Syndicaliste, Prix MEDays, Tsivangirai est un grand ami de la démocratie et des libertés publiques. Son parcours superbe atteste que tant de Zimbabwéens aspirent à une Perestroïka politico-sociale. Que les idéaux démocratiques restent pour eux le cheval de Troie de leur destin national. Comment peuvent-ils y arriver ? Les principales manettes de leur exécutif sont dans les mains d’un tribun populiste : Robert Mugabe. Ce monsieur et ses acolytes de la ZANU-PF symbolisent, à eux seuls, le mal zimbabwéen.
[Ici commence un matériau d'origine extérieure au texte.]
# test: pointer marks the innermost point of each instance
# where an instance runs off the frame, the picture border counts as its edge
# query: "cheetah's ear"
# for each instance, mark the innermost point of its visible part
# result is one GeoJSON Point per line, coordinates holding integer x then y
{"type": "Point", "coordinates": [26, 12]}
Habités par la terreur, ils sont parvenus à faire de l’économie du pays une peau de chagrin, un appareil à ruine.

 

La monnaie zimbabwéenne a fait une chute vertigineuse ; la famine est dans les chaumières, or cette contrée avait naguère été considérée comme le grenier de l’Afrique australe ; la confiscation illégale des terres agricoles demeure le sport national. De plus, monsieur Mugabe et ses acolytes… arrêtent, molestent et tuent les militants des droits de l’Homme.

 

Face à ces tragédies quotidiennes, on est quelquefois tenté de dire : « Laissons le Zimbabwe résoudre tout seul ses problèmes ». Non, ne le faisons pas ! Nous devons plutôt soutenir tous ces visages (comme ceux de Morgan Tsivangirai, de ces anonymes épris de justice) à bâtir le processus démocratique déjà engagé.